Task mining helps us to better understand where can we further improve our operations by providing unique insights into how our people conduct their daily activities. When it was introduced to me by Mazars, it immediately caught my attention, as these data had not been available in this level of detail and structure to us before.
Martin Troják CFO, Dôvera
Optimisation of back-office processes at the biggest Slovak private health insurance company
Optimisation of back-office processes
Challenge
As in most countries, rules for health care financing, reimbursement of health care, and payment collection are very complex. Processes require manual execution of a large number of administrative transactions related to payers and providers. Dôvera’s back-office processes are stable and have undergone several optimisations during the last few years by using conventional methods (business process improvement).

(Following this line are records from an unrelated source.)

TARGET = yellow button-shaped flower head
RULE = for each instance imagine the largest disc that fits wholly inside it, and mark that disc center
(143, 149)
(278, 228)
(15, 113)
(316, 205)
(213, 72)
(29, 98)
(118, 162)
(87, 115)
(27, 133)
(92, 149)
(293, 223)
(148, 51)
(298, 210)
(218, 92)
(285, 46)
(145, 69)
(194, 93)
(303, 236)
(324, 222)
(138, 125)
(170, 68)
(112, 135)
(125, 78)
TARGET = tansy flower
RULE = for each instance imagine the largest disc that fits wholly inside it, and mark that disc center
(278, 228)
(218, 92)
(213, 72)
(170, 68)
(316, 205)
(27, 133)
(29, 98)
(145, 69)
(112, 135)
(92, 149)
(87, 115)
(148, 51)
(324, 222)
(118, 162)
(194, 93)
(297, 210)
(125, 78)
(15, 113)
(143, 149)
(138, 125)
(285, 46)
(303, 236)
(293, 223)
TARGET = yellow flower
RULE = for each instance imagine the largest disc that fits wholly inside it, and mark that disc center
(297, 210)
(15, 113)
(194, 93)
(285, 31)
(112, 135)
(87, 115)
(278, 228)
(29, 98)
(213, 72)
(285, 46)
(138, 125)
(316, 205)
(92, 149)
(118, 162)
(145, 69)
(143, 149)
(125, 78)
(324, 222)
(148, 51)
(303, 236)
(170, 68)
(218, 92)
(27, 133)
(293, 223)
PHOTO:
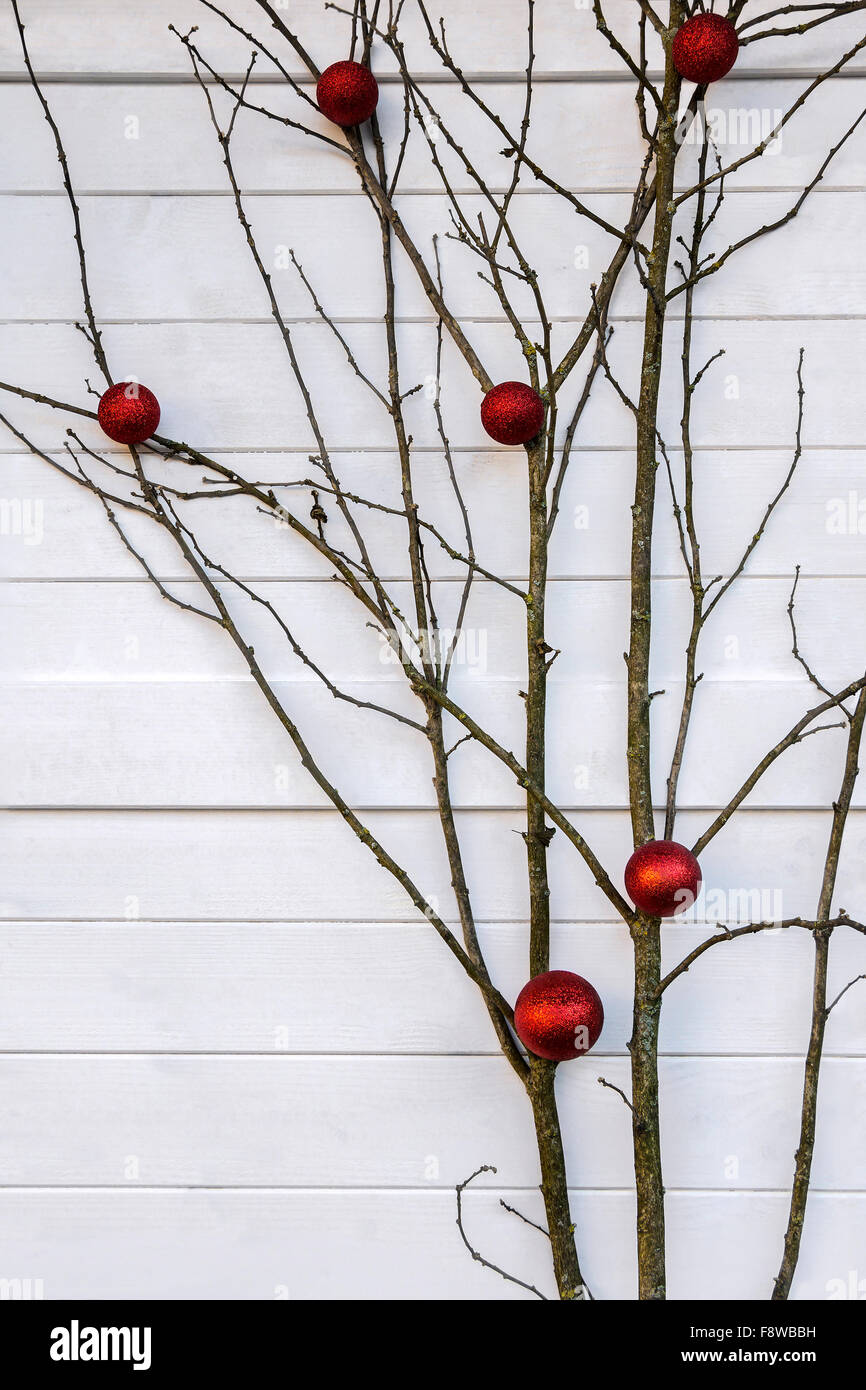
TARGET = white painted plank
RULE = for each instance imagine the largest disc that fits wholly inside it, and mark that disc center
(53, 530)
(389, 1122)
(320, 987)
(117, 138)
(125, 631)
(277, 865)
(231, 385)
(378, 1244)
(185, 243)
(74, 745)
(100, 39)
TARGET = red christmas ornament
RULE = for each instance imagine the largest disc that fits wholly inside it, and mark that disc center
(346, 93)
(558, 1015)
(512, 412)
(705, 47)
(663, 877)
(128, 413)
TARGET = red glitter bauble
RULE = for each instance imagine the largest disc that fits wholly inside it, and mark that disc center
(705, 49)
(512, 412)
(346, 93)
(558, 1015)
(128, 413)
(663, 879)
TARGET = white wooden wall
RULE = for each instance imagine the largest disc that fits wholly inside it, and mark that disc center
(234, 1062)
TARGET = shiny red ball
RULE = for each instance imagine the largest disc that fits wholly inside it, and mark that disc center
(512, 412)
(346, 93)
(663, 879)
(558, 1015)
(128, 413)
(705, 47)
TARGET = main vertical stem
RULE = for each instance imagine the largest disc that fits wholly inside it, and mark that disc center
(644, 1043)
(537, 834)
(553, 1180)
(542, 1075)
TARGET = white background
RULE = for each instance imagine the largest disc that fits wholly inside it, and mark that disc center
(234, 1062)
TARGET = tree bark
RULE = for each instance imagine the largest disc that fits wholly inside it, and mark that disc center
(802, 1164)
(645, 931)
(553, 1180)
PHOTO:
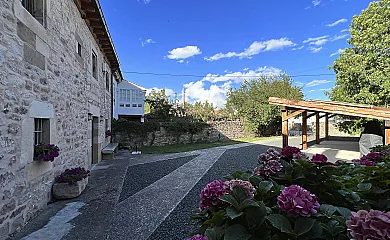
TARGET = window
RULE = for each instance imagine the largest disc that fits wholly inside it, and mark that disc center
(79, 49)
(107, 81)
(94, 64)
(37, 9)
(41, 131)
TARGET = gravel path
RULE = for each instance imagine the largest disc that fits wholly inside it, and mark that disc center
(140, 176)
(176, 225)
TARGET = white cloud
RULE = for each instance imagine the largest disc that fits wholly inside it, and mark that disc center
(338, 37)
(301, 47)
(254, 49)
(337, 52)
(336, 23)
(316, 2)
(215, 94)
(184, 52)
(168, 92)
(314, 49)
(147, 41)
(315, 39)
(238, 77)
(317, 82)
(319, 42)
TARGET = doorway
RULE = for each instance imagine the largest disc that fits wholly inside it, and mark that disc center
(95, 136)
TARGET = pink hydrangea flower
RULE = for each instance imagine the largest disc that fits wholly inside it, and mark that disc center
(247, 186)
(319, 158)
(198, 237)
(295, 200)
(369, 225)
(268, 169)
(209, 196)
(290, 151)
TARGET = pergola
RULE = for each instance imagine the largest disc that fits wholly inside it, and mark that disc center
(310, 108)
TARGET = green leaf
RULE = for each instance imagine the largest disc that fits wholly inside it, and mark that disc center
(232, 213)
(345, 212)
(255, 216)
(327, 210)
(239, 194)
(280, 222)
(229, 199)
(236, 232)
(303, 225)
(364, 186)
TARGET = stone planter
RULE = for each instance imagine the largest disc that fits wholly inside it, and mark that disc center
(67, 191)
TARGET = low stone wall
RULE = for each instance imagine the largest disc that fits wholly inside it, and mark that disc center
(223, 130)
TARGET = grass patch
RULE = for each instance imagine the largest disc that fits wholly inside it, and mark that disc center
(197, 146)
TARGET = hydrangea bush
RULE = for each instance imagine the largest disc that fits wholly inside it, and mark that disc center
(289, 196)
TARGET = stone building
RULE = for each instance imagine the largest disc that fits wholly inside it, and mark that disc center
(57, 68)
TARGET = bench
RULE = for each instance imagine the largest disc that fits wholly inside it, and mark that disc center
(108, 151)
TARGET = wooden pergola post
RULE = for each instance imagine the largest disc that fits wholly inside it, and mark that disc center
(317, 128)
(284, 126)
(304, 130)
(326, 125)
(387, 132)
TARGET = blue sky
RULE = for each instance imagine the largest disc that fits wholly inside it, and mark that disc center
(218, 40)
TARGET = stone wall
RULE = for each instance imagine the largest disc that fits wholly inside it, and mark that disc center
(223, 129)
(42, 76)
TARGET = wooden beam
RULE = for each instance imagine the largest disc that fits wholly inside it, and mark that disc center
(387, 132)
(317, 128)
(285, 128)
(296, 113)
(326, 125)
(304, 130)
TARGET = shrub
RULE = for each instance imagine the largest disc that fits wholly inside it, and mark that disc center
(301, 199)
(71, 176)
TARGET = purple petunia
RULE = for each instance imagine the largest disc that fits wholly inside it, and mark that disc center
(247, 186)
(369, 225)
(209, 196)
(296, 200)
(268, 169)
(198, 237)
(319, 158)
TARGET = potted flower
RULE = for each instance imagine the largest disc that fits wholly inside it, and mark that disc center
(71, 183)
(108, 133)
(46, 152)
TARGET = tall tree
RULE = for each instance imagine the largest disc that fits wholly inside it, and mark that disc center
(250, 101)
(363, 69)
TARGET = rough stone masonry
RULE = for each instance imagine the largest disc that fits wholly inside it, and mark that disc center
(46, 72)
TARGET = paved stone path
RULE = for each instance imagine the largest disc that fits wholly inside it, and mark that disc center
(143, 197)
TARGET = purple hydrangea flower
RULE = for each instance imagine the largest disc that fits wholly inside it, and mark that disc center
(270, 154)
(319, 158)
(209, 196)
(290, 151)
(295, 200)
(369, 225)
(247, 186)
(364, 162)
(268, 169)
(199, 237)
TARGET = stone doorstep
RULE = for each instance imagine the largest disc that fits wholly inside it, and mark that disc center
(68, 191)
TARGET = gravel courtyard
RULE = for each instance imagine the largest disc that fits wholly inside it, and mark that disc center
(143, 197)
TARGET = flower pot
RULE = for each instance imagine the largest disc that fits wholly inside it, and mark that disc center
(67, 191)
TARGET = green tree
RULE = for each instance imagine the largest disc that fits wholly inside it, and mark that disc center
(250, 101)
(362, 70)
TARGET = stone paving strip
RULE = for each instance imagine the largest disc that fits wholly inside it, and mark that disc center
(139, 215)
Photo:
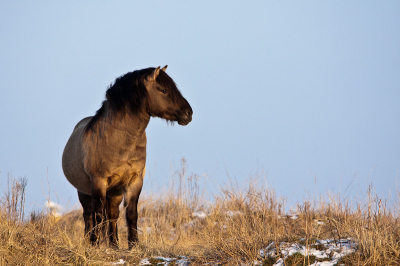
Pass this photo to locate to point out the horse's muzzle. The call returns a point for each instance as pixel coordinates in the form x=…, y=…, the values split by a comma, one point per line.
x=186, y=118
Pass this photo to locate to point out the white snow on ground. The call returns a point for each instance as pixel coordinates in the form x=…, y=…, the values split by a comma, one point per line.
x=233, y=213
x=180, y=261
x=201, y=215
x=120, y=262
x=331, y=250
x=54, y=208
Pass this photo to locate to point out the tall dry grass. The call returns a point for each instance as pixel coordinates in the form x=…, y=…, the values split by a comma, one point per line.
x=240, y=220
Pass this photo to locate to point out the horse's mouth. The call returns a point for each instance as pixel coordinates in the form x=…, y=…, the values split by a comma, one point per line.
x=184, y=121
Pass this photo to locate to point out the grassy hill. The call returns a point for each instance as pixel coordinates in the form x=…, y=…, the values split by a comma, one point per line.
x=241, y=226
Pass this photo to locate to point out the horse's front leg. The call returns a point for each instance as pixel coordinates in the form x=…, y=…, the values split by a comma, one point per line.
x=99, y=189
x=112, y=216
x=131, y=201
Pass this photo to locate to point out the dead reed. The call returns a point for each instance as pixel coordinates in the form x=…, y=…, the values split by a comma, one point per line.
x=229, y=229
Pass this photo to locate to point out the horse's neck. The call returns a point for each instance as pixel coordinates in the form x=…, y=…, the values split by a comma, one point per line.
x=132, y=125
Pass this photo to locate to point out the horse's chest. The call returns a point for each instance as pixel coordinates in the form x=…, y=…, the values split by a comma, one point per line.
x=124, y=177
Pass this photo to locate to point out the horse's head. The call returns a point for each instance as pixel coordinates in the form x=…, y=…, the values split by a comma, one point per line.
x=164, y=99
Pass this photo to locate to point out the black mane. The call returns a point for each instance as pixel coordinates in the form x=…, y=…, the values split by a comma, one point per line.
x=128, y=94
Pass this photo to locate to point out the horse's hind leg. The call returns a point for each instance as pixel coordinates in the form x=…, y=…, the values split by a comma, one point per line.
x=86, y=201
x=112, y=217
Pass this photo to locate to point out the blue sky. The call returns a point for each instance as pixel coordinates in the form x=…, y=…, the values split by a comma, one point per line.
x=304, y=91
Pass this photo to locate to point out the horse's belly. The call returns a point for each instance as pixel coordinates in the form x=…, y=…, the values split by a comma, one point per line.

However, Dôvera continues to strive to achieve operational excellence.
Approach
Dôvera decided to engage Mazars to analyze back-office tasks related to the processes involving health insurance payers and health care providers.
Mazars and Dôvera focused on the following tasks:
- Handling of faulty monthly reports from payers and providers
- Invoice processing in the hospital segment
- Invoice processing in the outpatient specialised care
- Support case resolution in the contact centre
Task mining software was deployed on workstations at five departments to cover the full agenda of their employees with a focus on measuring tasks to cover how the employees are performing the work on a continuous basis. The data captured were analysed to uncover potential bottlenecks and workarounds used by employees while executing individual tasks.
Results
The measurements took one month each (2-3 departments in parallel, 38 FTEs in total), after which Mazars identified 5 % to 37 % savings potential from analysing the selected tasks, taking over majority of the work effort of the analysed employees.
Data about how users conduct their activities was collected automatically from their computers, while their daily work was not affected in any way.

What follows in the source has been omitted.